The US attorney’s office in New Hampshire said Wednesday that 45 people had been charged for allegedly conspiring to traffic fentanyl in a drug-dealing organization led by two brothers from Lawrence, Mass.
Police charged 28-year-old Sergio Martinez and 36-year-old Raulin Martinez — along with 27 other Massachusetts residents and 15 New Hampshire residents — with participating in a conspiracy to distribute fentanyl and possession with intent to distribute fentanyl, a statement from the New Hampshire Department of Justice’s office said. Officials declined to release the name or hometown of the 45th person who was charged.
The Massachusetts defendants were from Lawrence, Lowell, Methuen, and Haverhill.
“Fentanyl is responsible for the lion’s share of overdose deaths in the Granite State,” New Hampshire US Attorney Scott Murray said in the statement. “The law enforcement community in New England is united in the effort to end the opioid crisis.”
The Martinez brothers allegedly worked out of a “base” in Lawrence that was staffed by dispatchers who took drug orders over several “customer phones.” The dispatchers would then arrange meetings between customers and distributors located throughout the Merrimack Valley, according to the statement.
The brothers also allegedly employed individuals to make sure distributors were consistently supplied with 200-gram bags of fentanyl and to collect money.
The defendants could face anything from 10 years to life in prison, as well as a fine of up to $10 million, the statement said.
“The conspiracy was extensive and organized,” the statement said. “The Martinez brothers allegedly used a vast network of dispatchers and distributors to serve customers large and small with knowledge that a substantial amount of drugs were going to New Hampshire.”
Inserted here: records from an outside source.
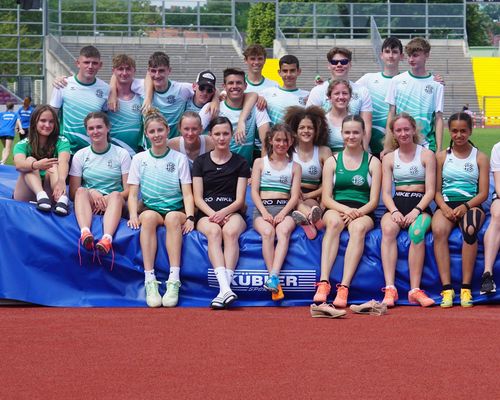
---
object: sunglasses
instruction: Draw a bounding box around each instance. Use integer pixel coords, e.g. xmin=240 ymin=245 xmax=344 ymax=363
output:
xmin=198 ymin=85 xmax=215 ymax=93
xmin=330 ymin=58 xmax=349 ymax=65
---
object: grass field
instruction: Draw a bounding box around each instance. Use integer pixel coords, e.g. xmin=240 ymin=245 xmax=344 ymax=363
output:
xmin=2 ymin=128 xmax=500 ymax=164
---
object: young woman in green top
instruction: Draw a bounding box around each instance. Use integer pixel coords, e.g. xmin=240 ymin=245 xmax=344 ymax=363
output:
xmin=13 ymin=105 xmax=70 ymax=215
xmin=314 ymin=115 xmax=382 ymax=308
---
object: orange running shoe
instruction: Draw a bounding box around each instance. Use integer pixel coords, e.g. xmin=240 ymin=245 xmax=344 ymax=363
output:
xmin=80 ymin=231 xmax=94 ymax=250
xmin=408 ymin=289 xmax=435 ymax=307
xmin=333 ymin=283 xmax=349 ymax=308
xmin=95 ymin=237 xmax=112 ymax=254
xmin=382 ymin=287 xmax=398 ymax=308
xmin=271 ymin=285 xmax=285 ymax=301
xmin=313 ymin=281 xmax=332 ymax=304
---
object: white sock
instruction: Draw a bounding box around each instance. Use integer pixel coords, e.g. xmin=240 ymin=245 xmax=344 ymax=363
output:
xmin=168 ymin=267 xmax=181 ymax=282
xmin=36 ymin=190 xmax=49 ymax=201
xmin=144 ymin=269 xmax=156 ymax=282
xmin=57 ymin=194 xmax=68 ymax=205
xmin=214 ymin=267 xmax=231 ymax=294
xmin=226 ymin=268 xmax=234 ymax=287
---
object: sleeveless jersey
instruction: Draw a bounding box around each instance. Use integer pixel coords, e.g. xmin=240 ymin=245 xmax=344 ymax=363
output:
xmin=260 ymin=156 xmax=293 ymax=193
xmin=441 ymin=147 xmax=479 ymax=202
xmin=392 ymin=144 xmax=425 ymax=186
xmin=333 ymin=151 xmax=371 ymax=204
xmin=293 ymin=146 xmax=322 ymax=186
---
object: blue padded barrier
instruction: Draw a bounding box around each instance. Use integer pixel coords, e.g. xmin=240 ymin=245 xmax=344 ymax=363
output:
xmin=0 ymin=166 xmax=500 ymax=307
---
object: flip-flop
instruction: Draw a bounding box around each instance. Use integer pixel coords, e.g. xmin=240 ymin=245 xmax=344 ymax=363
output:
xmin=350 ymin=300 xmax=387 ymax=316
xmin=310 ymin=303 xmax=347 ymax=318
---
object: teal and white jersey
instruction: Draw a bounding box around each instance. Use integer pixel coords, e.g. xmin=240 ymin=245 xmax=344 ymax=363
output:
xmin=108 ymin=94 xmax=144 ymax=157
xmin=50 ymin=76 xmax=109 ymax=154
xmin=69 ymin=144 xmax=130 ymax=195
xmin=128 ymin=149 xmax=191 ymax=214
xmin=356 ymin=72 xmax=392 ymax=154
xmin=441 ymin=147 xmax=479 ymax=201
xmin=132 ymin=79 xmax=194 ymax=138
xmin=306 ymin=81 xmax=373 ymax=115
xmin=245 ymin=75 xmax=279 ymax=96
xmin=385 ymin=71 xmax=444 ymax=151
xmin=200 ymin=101 xmax=270 ymax=165
xmin=260 ymin=87 xmax=309 ymax=125
xmin=326 ymin=114 xmax=344 ymax=153
xmin=260 ymin=156 xmax=293 ymax=193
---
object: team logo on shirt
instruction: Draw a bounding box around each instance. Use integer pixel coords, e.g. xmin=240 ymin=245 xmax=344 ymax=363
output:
xmin=308 ymin=165 xmax=318 ymax=175
xmin=165 ymin=162 xmax=175 ymax=172
xmin=351 ymin=175 xmax=365 ymax=186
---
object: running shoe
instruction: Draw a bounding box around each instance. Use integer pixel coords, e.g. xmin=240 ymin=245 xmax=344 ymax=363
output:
xmin=460 ymin=289 xmax=474 ymax=307
xmin=161 ymin=281 xmax=181 ymax=307
xmin=408 ymin=289 xmax=435 ymax=307
xmin=479 ymin=272 xmax=497 ymax=294
xmin=264 ymin=275 xmax=280 ymax=293
xmin=333 ymin=283 xmax=349 ymax=308
xmin=95 ymin=237 xmax=112 ymax=254
xmin=313 ymin=281 xmax=332 ymax=304
xmin=292 ymin=211 xmax=318 ymax=240
xmin=441 ymin=289 xmax=455 ymax=308
xmin=80 ymin=231 xmax=94 ymax=250
xmin=382 ymin=287 xmax=399 ymax=308
xmin=271 ymin=285 xmax=285 ymax=301
xmin=144 ymin=281 xmax=161 ymax=308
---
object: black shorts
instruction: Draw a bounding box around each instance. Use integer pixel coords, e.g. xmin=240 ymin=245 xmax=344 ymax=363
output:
xmin=387 ymin=190 xmax=432 ymax=215
xmin=338 ymin=200 xmax=375 ymax=223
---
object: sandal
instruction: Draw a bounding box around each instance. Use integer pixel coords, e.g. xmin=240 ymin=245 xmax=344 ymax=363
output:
xmin=53 ymin=201 xmax=69 ymax=217
xmin=311 ymin=303 xmax=346 ymax=318
xmin=350 ymin=300 xmax=387 ymax=316
xmin=36 ymin=197 xmax=52 ymax=212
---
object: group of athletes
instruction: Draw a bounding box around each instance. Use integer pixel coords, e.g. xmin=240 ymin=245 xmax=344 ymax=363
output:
xmin=6 ymin=37 xmax=500 ymax=315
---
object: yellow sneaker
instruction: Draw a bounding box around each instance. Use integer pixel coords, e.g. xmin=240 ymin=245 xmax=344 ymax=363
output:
xmin=460 ymin=289 xmax=474 ymax=307
xmin=441 ymin=289 xmax=455 ymax=308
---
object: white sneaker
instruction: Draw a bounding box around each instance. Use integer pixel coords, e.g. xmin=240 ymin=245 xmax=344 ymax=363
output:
xmin=161 ymin=281 xmax=181 ymax=307
xmin=144 ymin=281 xmax=161 ymax=308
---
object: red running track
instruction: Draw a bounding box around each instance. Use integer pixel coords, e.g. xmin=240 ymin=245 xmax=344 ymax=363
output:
xmin=0 ymin=306 xmax=500 ymax=400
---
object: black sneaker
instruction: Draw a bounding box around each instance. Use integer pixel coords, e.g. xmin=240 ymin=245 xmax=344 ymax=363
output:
xmin=479 ymin=272 xmax=497 ymax=294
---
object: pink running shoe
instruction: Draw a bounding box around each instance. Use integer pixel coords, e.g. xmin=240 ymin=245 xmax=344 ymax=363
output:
xmin=408 ymin=289 xmax=435 ymax=307
xmin=333 ymin=283 xmax=349 ymax=308
xmin=313 ymin=282 xmax=332 ymax=304
xmin=382 ymin=287 xmax=398 ymax=308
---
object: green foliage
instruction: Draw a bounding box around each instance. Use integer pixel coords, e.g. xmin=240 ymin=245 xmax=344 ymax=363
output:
xmin=246 ymin=3 xmax=276 ymax=47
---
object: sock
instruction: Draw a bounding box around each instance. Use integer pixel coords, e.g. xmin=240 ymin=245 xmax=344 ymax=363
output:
xmin=57 ymin=194 xmax=68 ymax=205
xmin=36 ymin=190 xmax=49 ymax=201
xmin=214 ymin=267 xmax=231 ymax=294
xmin=168 ymin=267 xmax=181 ymax=282
xmin=144 ymin=269 xmax=156 ymax=282
xmin=226 ymin=268 xmax=234 ymax=287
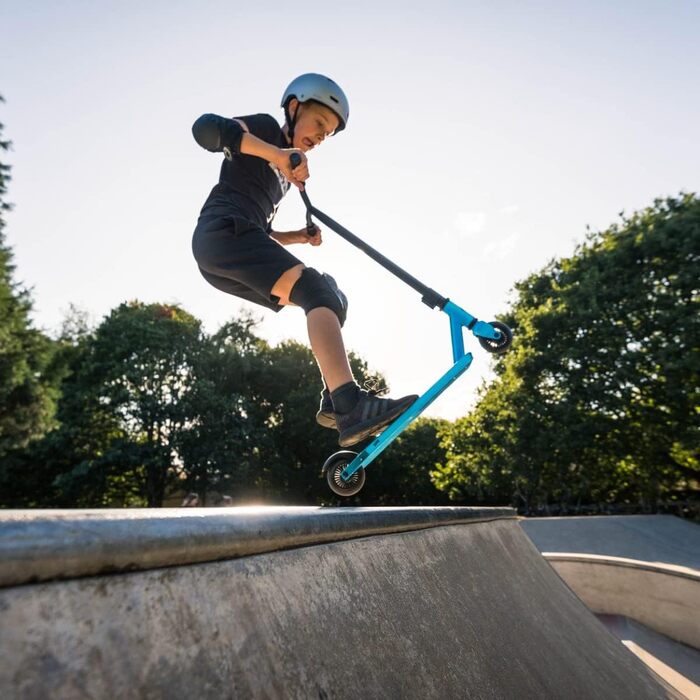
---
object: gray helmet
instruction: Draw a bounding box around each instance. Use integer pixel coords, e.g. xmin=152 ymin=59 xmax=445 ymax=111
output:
xmin=282 ymin=73 xmax=350 ymax=134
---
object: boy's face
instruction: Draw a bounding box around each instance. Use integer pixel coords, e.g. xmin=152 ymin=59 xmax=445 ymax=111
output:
xmin=290 ymin=99 xmax=340 ymax=152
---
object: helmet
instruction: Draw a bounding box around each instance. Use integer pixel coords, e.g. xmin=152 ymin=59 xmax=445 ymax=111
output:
xmin=282 ymin=73 xmax=350 ymax=134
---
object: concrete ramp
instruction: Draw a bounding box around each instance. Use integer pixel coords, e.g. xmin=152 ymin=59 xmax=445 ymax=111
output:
xmin=0 ymin=508 xmax=672 ymax=700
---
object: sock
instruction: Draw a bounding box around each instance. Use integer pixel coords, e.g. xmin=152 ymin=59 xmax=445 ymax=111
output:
xmin=331 ymin=382 xmax=360 ymax=413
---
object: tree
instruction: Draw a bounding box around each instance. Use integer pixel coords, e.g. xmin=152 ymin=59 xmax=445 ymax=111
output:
xmin=437 ymin=195 xmax=700 ymax=511
xmin=0 ymin=96 xmax=61 ymax=464
xmin=58 ymin=301 xmax=201 ymax=506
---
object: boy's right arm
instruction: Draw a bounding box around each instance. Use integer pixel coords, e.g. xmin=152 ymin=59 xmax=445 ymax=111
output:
xmin=192 ymin=114 xmax=309 ymax=189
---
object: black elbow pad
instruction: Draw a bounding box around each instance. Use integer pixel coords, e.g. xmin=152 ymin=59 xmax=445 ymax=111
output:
xmin=192 ymin=114 xmax=244 ymax=154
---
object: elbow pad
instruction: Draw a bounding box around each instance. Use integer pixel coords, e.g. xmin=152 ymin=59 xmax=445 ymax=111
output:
xmin=192 ymin=114 xmax=245 ymax=158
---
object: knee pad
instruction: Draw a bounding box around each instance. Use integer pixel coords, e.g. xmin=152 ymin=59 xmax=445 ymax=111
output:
xmin=289 ymin=267 xmax=348 ymax=328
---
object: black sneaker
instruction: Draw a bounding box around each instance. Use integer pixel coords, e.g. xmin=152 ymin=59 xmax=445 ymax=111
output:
xmin=316 ymin=389 xmax=338 ymax=428
xmin=335 ymin=390 xmax=418 ymax=447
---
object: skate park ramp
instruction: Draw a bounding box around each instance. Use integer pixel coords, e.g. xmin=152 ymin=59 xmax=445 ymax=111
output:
xmin=0 ymin=508 xmax=680 ymax=700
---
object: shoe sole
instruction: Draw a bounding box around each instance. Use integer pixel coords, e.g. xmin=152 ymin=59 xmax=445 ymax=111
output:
xmin=316 ymin=411 xmax=338 ymax=429
xmin=338 ymin=397 xmax=417 ymax=447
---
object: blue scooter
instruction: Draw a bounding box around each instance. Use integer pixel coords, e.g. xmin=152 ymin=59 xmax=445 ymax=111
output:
xmin=290 ymin=153 xmax=513 ymax=497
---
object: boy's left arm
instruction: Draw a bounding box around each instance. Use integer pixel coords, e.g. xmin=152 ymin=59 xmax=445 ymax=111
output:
xmin=270 ymin=226 xmax=323 ymax=246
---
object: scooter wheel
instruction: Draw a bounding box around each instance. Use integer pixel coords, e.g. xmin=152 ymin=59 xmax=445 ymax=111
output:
xmin=323 ymin=450 xmax=365 ymax=498
xmin=479 ymin=321 xmax=513 ymax=355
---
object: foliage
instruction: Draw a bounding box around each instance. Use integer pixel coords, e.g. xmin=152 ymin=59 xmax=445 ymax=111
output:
xmin=0 ymin=91 xmax=61 ymax=464
xmin=436 ymin=195 xmax=700 ymax=512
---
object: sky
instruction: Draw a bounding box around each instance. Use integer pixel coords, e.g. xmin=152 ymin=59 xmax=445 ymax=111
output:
xmin=0 ymin=0 xmax=700 ymax=420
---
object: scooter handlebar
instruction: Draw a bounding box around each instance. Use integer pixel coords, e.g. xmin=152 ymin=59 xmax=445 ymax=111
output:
xmin=289 ymin=153 xmax=316 ymax=232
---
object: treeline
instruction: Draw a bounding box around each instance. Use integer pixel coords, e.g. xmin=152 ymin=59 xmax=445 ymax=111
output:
xmin=0 ymin=98 xmax=700 ymax=514
xmin=436 ymin=194 xmax=700 ymax=513
xmin=0 ymin=302 xmax=447 ymax=507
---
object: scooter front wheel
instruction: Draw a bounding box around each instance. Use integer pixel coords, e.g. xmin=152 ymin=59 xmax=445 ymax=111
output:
xmin=479 ymin=321 xmax=513 ymax=355
xmin=323 ymin=450 xmax=365 ymax=498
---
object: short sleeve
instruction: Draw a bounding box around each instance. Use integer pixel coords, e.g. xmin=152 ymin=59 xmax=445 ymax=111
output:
xmin=234 ymin=114 xmax=284 ymax=145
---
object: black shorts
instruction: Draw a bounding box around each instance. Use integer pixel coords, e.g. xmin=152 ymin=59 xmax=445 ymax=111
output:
xmin=192 ymin=214 xmax=301 ymax=311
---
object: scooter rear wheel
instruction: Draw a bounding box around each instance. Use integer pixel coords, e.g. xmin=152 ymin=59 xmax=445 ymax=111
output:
xmin=479 ymin=321 xmax=513 ymax=355
xmin=323 ymin=450 xmax=365 ymax=498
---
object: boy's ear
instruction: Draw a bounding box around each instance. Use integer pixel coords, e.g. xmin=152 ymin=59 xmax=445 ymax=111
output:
xmin=289 ymin=97 xmax=300 ymax=119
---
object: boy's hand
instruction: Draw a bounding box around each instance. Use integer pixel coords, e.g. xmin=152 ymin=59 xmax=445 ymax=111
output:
xmin=275 ymin=148 xmax=309 ymax=190
xmin=270 ymin=224 xmax=323 ymax=246
xmin=301 ymin=224 xmax=323 ymax=246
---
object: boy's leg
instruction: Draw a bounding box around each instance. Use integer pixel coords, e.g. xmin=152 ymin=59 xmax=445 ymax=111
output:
xmin=272 ymin=265 xmax=418 ymax=447
xmin=272 ymin=265 xmax=354 ymax=392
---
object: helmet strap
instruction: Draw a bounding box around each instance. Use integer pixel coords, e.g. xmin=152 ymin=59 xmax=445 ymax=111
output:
xmin=284 ymin=99 xmax=301 ymax=148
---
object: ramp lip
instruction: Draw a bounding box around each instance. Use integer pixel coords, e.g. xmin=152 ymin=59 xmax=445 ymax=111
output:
xmin=0 ymin=506 xmax=516 ymax=587
xmin=542 ymin=552 xmax=700 ymax=581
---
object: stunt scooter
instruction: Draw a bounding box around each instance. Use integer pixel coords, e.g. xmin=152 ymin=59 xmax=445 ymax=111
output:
xmin=290 ymin=153 xmax=513 ymax=497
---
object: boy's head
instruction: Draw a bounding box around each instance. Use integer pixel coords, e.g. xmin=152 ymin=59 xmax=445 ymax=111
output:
xmin=288 ymin=97 xmax=340 ymax=152
xmin=282 ymin=73 xmax=350 ymax=151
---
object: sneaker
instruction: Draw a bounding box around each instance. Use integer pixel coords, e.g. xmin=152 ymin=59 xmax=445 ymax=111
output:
xmin=316 ymin=388 xmax=338 ymax=428
xmin=335 ymin=390 xmax=418 ymax=447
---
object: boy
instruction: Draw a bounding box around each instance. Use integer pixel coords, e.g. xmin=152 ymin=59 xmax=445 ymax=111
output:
xmin=192 ymin=73 xmax=417 ymax=447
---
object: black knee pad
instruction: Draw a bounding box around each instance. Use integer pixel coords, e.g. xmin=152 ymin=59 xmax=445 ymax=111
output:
xmin=289 ymin=267 xmax=348 ymax=328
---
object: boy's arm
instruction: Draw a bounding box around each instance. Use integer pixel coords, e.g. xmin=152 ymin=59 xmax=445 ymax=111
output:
xmin=192 ymin=114 xmax=309 ymax=189
xmin=269 ymin=226 xmax=323 ymax=246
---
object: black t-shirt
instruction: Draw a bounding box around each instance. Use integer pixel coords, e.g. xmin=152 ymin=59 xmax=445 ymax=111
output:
xmin=202 ymin=114 xmax=289 ymax=231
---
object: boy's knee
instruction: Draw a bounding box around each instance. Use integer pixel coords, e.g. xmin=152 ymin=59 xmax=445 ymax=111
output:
xmin=289 ymin=267 xmax=348 ymax=328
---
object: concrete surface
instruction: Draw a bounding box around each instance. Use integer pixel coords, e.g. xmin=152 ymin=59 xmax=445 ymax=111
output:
xmin=0 ymin=506 xmax=515 ymax=586
xmin=544 ymin=553 xmax=700 ymax=649
xmin=522 ymin=515 xmax=700 ymax=571
xmin=596 ymin=615 xmax=700 ymax=698
xmin=0 ymin=508 xmax=680 ymax=700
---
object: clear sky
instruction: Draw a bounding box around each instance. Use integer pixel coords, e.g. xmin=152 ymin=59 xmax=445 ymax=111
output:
xmin=0 ymin=0 xmax=700 ymax=419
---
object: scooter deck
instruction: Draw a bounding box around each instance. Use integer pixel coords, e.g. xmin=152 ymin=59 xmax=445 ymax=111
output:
xmin=341 ymin=352 xmax=473 ymax=481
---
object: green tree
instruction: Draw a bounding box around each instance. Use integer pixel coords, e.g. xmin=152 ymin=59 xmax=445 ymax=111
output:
xmin=437 ymin=195 xmax=700 ymax=510
xmin=0 ymin=97 xmax=60 ymax=464
xmin=58 ymin=302 xmax=202 ymax=506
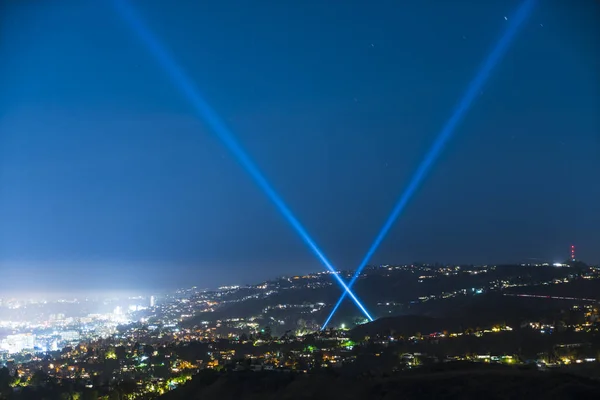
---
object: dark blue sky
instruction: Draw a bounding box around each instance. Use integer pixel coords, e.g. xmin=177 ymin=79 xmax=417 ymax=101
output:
xmin=0 ymin=0 xmax=600 ymax=289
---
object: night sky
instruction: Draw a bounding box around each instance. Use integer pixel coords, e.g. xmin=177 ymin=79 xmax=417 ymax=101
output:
xmin=0 ymin=0 xmax=600 ymax=290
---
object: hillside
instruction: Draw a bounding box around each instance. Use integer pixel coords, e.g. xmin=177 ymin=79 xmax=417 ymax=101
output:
xmin=161 ymin=364 xmax=600 ymax=400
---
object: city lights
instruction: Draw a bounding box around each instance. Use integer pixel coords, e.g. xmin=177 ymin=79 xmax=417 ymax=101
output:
xmin=115 ymin=0 xmax=373 ymax=321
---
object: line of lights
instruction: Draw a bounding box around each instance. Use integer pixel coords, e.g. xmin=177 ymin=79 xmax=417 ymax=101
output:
xmin=114 ymin=0 xmax=373 ymax=321
xmin=321 ymin=0 xmax=536 ymax=329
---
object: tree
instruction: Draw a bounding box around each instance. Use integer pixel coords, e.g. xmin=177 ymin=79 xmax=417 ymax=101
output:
xmin=29 ymin=369 xmax=48 ymax=386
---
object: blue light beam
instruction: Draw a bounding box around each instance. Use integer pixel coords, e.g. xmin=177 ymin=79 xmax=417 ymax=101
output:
xmin=321 ymin=0 xmax=536 ymax=329
xmin=114 ymin=0 xmax=373 ymax=321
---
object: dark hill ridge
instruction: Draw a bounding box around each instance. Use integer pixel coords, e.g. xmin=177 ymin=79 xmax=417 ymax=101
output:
xmin=161 ymin=364 xmax=600 ymax=400
xmin=350 ymin=315 xmax=467 ymax=340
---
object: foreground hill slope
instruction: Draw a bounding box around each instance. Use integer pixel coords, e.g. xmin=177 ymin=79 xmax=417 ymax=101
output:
xmin=161 ymin=365 xmax=600 ymax=400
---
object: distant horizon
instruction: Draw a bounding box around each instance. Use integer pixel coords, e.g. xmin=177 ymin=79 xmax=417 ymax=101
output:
xmin=0 ymin=253 xmax=600 ymax=300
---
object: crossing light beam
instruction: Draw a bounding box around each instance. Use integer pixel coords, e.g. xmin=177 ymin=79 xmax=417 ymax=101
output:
xmin=321 ymin=0 xmax=536 ymax=329
xmin=114 ymin=0 xmax=373 ymax=321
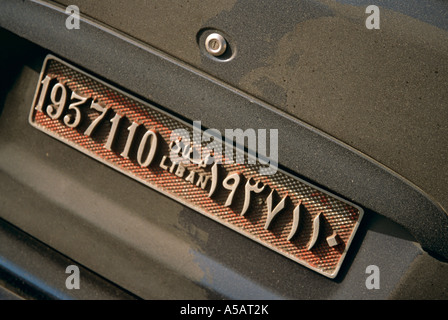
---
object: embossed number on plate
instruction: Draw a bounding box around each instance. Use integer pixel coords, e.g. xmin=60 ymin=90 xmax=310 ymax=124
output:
xmin=30 ymin=56 xmax=363 ymax=278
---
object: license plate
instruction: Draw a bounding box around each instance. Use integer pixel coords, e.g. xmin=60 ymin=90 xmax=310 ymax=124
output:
xmin=29 ymin=56 xmax=363 ymax=278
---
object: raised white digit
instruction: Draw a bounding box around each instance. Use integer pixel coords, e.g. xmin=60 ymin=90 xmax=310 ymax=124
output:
xmin=47 ymin=83 xmax=67 ymax=120
xmin=64 ymin=92 xmax=88 ymax=128
xmin=84 ymin=101 xmax=109 ymax=137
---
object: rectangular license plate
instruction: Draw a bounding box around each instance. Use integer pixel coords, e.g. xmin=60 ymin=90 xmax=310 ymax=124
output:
xmin=29 ymin=55 xmax=363 ymax=278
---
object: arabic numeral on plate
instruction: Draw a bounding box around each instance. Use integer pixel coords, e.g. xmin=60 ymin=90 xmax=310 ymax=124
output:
xmin=104 ymin=113 xmax=121 ymax=151
xmin=137 ymin=130 xmax=157 ymax=167
xmin=84 ymin=101 xmax=109 ymax=137
xmin=64 ymin=92 xmax=88 ymax=128
xmin=36 ymin=76 xmax=52 ymax=112
xmin=47 ymin=83 xmax=67 ymax=120
xmin=120 ymin=122 xmax=139 ymax=159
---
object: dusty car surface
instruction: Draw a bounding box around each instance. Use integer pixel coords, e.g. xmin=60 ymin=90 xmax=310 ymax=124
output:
xmin=0 ymin=0 xmax=448 ymax=302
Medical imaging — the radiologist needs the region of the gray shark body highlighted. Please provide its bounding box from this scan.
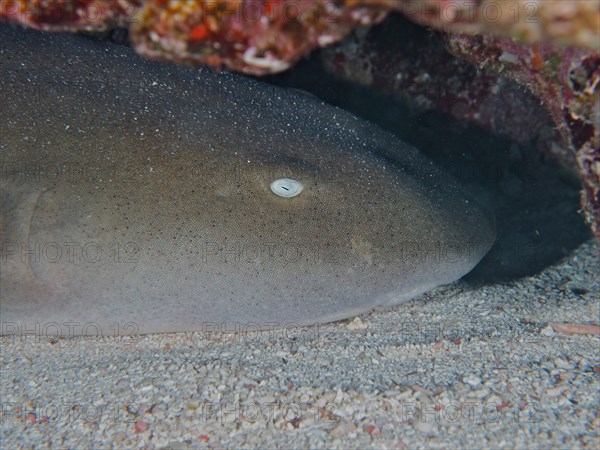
[0,25,494,335]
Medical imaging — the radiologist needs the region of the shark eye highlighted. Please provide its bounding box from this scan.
[271,178,304,197]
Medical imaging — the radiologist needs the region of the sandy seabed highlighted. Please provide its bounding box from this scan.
[0,241,600,448]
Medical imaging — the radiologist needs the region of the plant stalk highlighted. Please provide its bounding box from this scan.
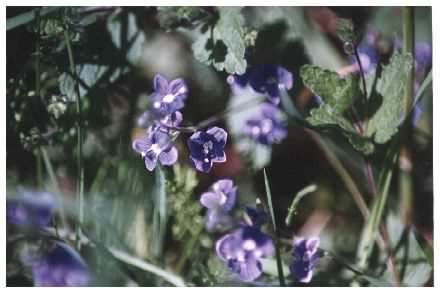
[64,26,84,250]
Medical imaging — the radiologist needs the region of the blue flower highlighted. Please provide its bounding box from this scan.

Local, state, and federal law enforcement agencies worked together on a yearlong investigation of this case, the statement said. The 45 defendants were indicted in two groups earlier this month. Nine of them are still at large.
US Attorney General Jeff Sessions thanked the department for their work and emphasized the need to prioritize the nation’s opioid crisis.
“The quantities of fentanyl that were allegedly trafficked in this case are shocking,” Sessions said in the statement. “We will prosecute this case to the fullest extent of the law and continue to take dangerous drugs — and drug dealers — off of our streets so that every American can be safe in their community.”
Fentanyl is an ultrapowerful opioid that is often mixed with heroin. Officials say it is playing an increasingly deadly role in the opioid overdose crisis.